Após leiloar 12 aeroportos (Aracaju-SE, Campina Grande-PB, João Pessoa- PB, Juazeiro do Norte-CE, Maceió-AL, Recife-PE, Alta Floresta-MT, Cuiabá- MT, Rondonópolis-MT, Sinop-MT, Macaé-RJ e Vitória-ES), 6 terminais portuários e a Ferrovia Norte-Sul, o governo federal se prepara para mais uma rodada de concessões, que deve incluir 6 portos, 22 aeroportos e 14,5 mil quilômetros de rodovias e ferrovias. A expectativa é arrecadar, no mínimo, 4 vezes mais que os 8 bilhões de reais do primeiro lote.

Só com as rodovias, que são as que mais devem atrair investimentos, o governo federal estima arrecadar quase 31 bilhões de reais, a partir de 2020, privatizando dois trechos da BR-116 (Rio-São Paulo e Rio- Teresópolis), além da BR-040 (Rio-Juiz de Fora-MG), BR-381 (Belo Horizonte-Governador Valadares) e BR-163 (Sinop-MT- Miritituba-PA). Também estão na lista de concessões duas ferrovias urbanas: a Companhia Brasileira de Trens Urbanos (CBTU), em São Paulo, e a Empresa de Trens Urbanos de Porto Alegre (Trensurb), no Rio Grande do Sul.

Há ainda dois projetos inconclusos de ferrovias que interessam não só ao agronegócio nacional como a países que buscam investimentos no Brasil: a Integração Oeste-Leste, que ligará o Tocantins à Bahia, e a Ferrogrão, unindo Mato Grosso e Pará.

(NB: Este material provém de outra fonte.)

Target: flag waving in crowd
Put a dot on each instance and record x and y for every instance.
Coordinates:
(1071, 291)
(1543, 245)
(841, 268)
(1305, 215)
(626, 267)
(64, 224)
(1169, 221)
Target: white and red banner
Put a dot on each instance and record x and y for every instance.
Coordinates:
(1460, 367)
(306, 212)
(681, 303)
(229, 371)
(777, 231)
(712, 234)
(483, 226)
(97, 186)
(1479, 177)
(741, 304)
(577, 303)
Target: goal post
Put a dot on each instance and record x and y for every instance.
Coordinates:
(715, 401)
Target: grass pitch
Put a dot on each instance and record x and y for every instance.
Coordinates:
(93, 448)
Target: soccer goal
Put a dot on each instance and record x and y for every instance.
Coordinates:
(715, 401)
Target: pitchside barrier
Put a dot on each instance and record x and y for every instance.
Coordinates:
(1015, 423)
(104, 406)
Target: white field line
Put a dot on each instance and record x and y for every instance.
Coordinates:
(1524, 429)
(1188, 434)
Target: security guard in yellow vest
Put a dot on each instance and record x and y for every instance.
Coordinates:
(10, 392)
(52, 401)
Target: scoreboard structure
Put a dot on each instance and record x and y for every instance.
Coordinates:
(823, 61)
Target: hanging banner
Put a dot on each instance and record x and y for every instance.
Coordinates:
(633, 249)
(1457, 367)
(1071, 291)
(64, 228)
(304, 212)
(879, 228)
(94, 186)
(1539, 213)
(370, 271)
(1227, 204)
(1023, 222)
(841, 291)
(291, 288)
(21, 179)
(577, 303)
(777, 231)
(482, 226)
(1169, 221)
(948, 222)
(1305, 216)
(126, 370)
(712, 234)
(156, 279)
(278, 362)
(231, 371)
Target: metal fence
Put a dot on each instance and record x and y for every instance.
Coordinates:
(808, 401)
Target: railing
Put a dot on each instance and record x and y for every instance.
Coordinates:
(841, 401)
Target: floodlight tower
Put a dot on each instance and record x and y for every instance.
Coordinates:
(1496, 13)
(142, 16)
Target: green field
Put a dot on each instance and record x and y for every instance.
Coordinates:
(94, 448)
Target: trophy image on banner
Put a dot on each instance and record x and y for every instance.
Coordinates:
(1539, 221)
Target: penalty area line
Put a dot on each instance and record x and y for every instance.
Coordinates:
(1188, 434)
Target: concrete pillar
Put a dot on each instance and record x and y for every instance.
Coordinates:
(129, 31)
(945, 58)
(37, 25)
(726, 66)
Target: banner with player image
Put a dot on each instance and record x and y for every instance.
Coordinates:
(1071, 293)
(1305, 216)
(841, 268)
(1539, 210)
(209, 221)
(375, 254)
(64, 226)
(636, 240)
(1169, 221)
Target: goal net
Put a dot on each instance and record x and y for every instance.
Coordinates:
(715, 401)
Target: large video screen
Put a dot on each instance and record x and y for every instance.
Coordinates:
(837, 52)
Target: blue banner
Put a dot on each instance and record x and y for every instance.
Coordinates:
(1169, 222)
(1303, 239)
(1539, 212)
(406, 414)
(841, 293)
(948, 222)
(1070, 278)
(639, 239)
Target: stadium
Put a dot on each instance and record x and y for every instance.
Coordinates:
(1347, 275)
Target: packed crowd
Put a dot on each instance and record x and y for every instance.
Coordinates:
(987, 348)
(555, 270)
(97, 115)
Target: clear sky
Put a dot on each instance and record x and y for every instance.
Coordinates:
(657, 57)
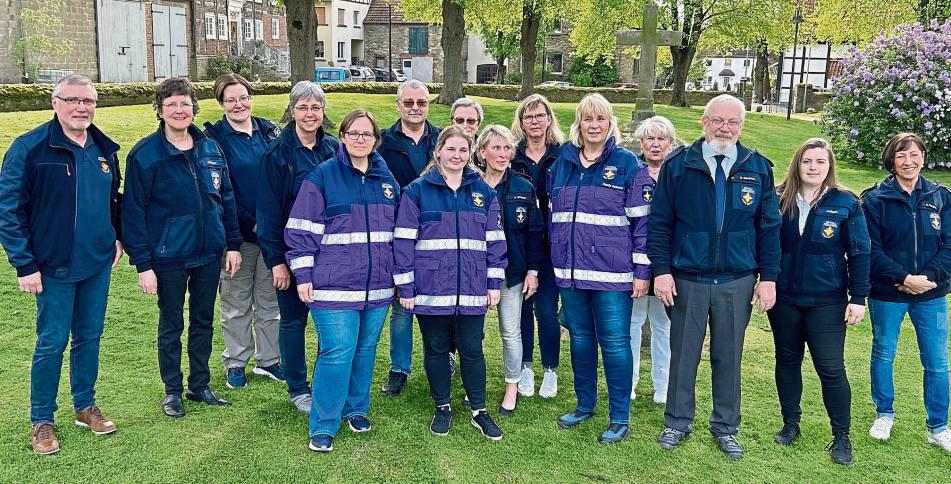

Entre os interessados por esses leilões existe a China Communications Construction Company (CCCC). A gigante chinesa também tem outros 26 projetos em seus radares, cujos investimentos são estimados em 102 bilhões de reais. “Nossos ativos chamam a atenção, e isso traz uma perspectiva de investimentos sem precedentes”, diz o ministro da Infraestrutura, Tarcísio Gomes de Freitas.

Ministério da Infraestrutura avança na agenda que prioriza reduzir os custos do Estado

Além dos chineses, as concessões de infraestrutura chamam a atenção de investidores norte-americanos, alemães, franceses, espanhóis e canadenses. Eles se interessam, principalmente, pelos terminais aeroportuários, onde os carros-chefe são Curitiba-PR, Goiânia-GO e Manaus-AM. A previsão é que esses aeroportos sejam licitados em outubro de 2020. Já Santos Dumont, no Rio da Janeiro-RJ, e Congonhas, em São Paulo-SP, devem entrar em processo de licitação até 2022. “Política de infraestrutura não é de governo, mas de Estado. Temos que pensar no longo prazo”, pontua o ministro.

Ex-capitão do exército, e com formação em engenharia militar, Tarcísio Gomes de Freitas é considerado o ministro que mais tem avançado na agenda que prioriza reduzir os custos do Estado. Em 100 dias na pasta, ele viabilizou a concessão de 23 ativos. Recentemente, discursou na solenidade de abertura do 91º Encontro Nacional da Indústria da Construção (ENIC), realizado em maio de 2019 no Rio de Janeiro-RJ. No evento, deixou claro que o governo busca conceder o máximo de infraestruturas que interessam à iniciativa privada para que seu ministério tenha orçamento para se dedicar às obras estratégicas. “Precisamos que a iniciativa privada traga investimentos para que eu tenha estoque de orçamento e possa aplicar naqueles empreendimentos onde a iniciativa privada não vai chegar;, afirma.